GL-Fusion: Rethinking the Combination of Graph Neural Network and Large Language model
Haotong Yang, Xiyuan Wang, Qian Tao, Shuxian Hu, Zhouchen Lin, Muhan Zhang
TL;DR
GL-Fusion introduces a deeply integrated GNN-LLM architecture that unifies structure-aware transformers, graph-text cross-attention, and a GNN-LLM twin predictor to process text-attributed graphs end-to-end. It preserves full textual content throughout layers, avoids compressing node/edge text, and supports both language generation and graph-based predictions. The model demonstrates strong, state-of-the-art performance on diverse tasks, including ogbn-arxiv and ogbg-code2, across property prediction, node classification, knowledge graph completion, commonsense QA, and graph-to-language generation. This framework advances graph-text reasoning by jointly leveraging linguistic and structural signals with scalable, flexible predictions and prompts.

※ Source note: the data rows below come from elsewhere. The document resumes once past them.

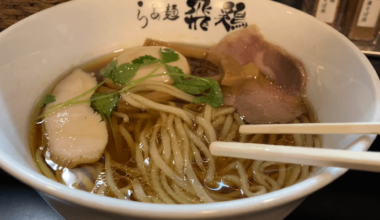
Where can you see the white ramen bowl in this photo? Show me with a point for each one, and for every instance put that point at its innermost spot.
(342, 86)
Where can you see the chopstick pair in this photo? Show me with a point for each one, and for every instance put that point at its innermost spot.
(366, 161)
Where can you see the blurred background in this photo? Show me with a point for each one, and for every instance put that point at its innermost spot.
(355, 195)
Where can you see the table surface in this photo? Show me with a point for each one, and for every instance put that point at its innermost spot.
(355, 195)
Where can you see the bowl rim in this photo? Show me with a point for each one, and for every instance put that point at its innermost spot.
(212, 210)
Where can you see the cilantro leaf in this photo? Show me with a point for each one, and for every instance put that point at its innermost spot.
(175, 70)
(47, 99)
(105, 106)
(145, 60)
(109, 69)
(197, 86)
(124, 73)
(168, 55)
(214, 97)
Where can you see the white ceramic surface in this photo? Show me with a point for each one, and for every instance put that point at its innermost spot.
(343, 87)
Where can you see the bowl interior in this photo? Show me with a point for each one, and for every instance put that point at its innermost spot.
(342, 85)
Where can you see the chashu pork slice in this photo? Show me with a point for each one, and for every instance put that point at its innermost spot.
(261, 102)
(76, 134)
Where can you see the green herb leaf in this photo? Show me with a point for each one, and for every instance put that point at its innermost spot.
(196, 86)
(47, 99)
(175, 70)
(145, 60)
(124, 73)
(214, 97)
(109, 69)
(168, 55)
(105, 106)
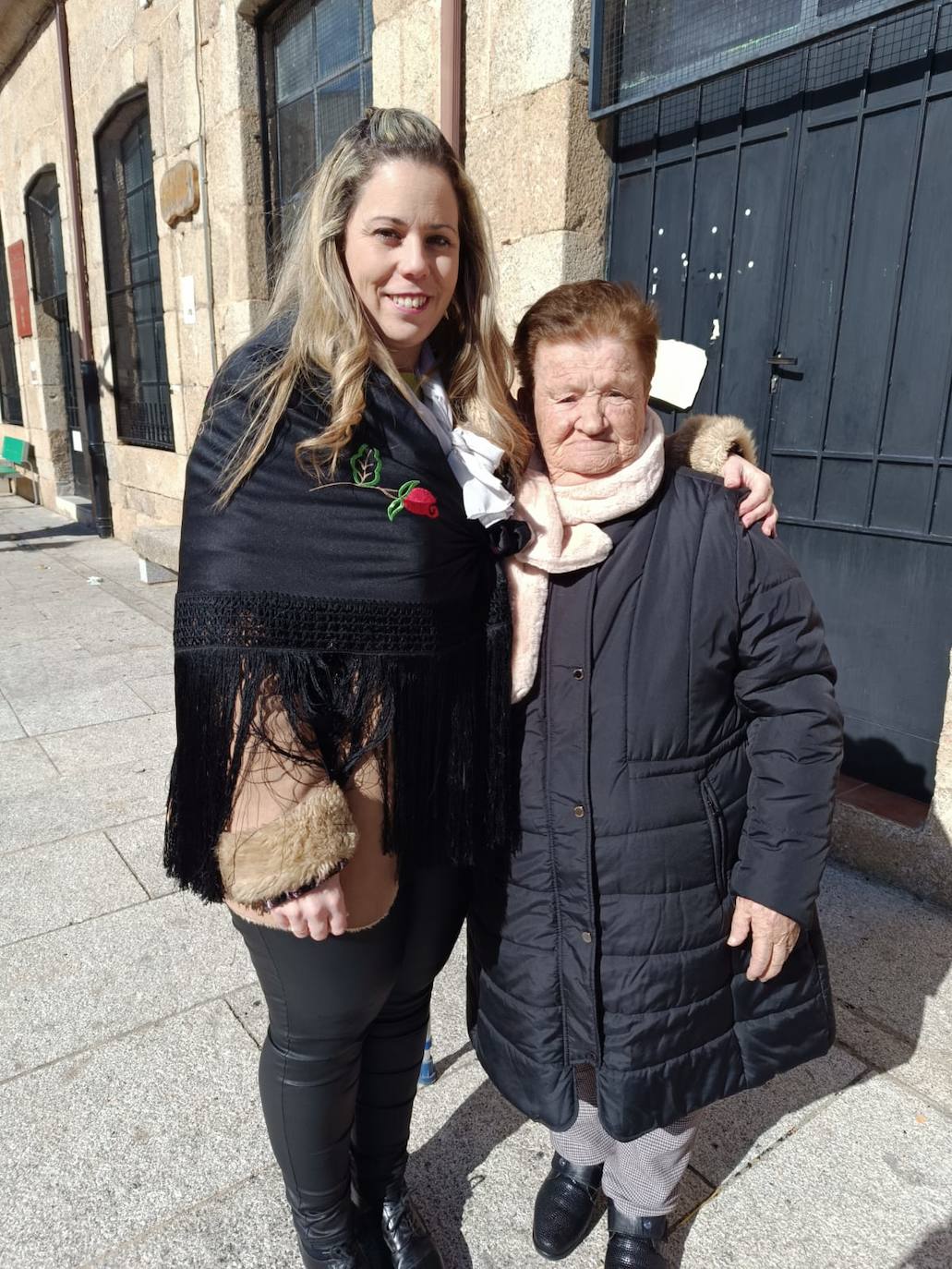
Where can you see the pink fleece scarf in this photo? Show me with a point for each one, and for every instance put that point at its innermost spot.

The work also discusses limitations and broader impacts, outlining future directions for broader task coverage and safer deployment of LLM-powered graph reasoning.
Abstract
Recent research on integrating Large Language Models (LLMs) with Graph Neural Networks (GNNs) typically follows two approaches: LLM-centered models, which convert graph data into tokens for LLM processing, and GNN-centered models, which use LLMs to encode text features into node and edge representations for GNN input. LLM-centered models often struggle to capture graph structures effectively, while GNN-centered models compress variable-length textual data into fixed-size vectors, limiting their ability to understand complex semantics. Additionally, GNN-centered approaches require converting tasks into a uniform, manually-designed format, restricting them to classification tasks and preventing language output. To address these limitations, we introduce a new architecture that deeply integrates GNN with LLM, featuring three key innovations: (1) Structure-Aware Transformers, which incorporate GNN's message-passing capabilities directly into LLM's transformer layers, allowing simultaneous processing of textual and structural information and generating outputs from both GNN and LLM; (2) Graph-Text Cross-Attention, which processes full, uncompressed text from graph nodes and edges, ensuring complete semantic integration; and (3) GNN-LLM Twin Predictor, enabling LLM's flexible autoregressive generation alongside GNN's scalable one-pass prediction. GL-Fusion achieves outstand performance on various tasks. Notably, it achieves state-of-the-art performance on OGBN-Arxiv and OGBG-Code2.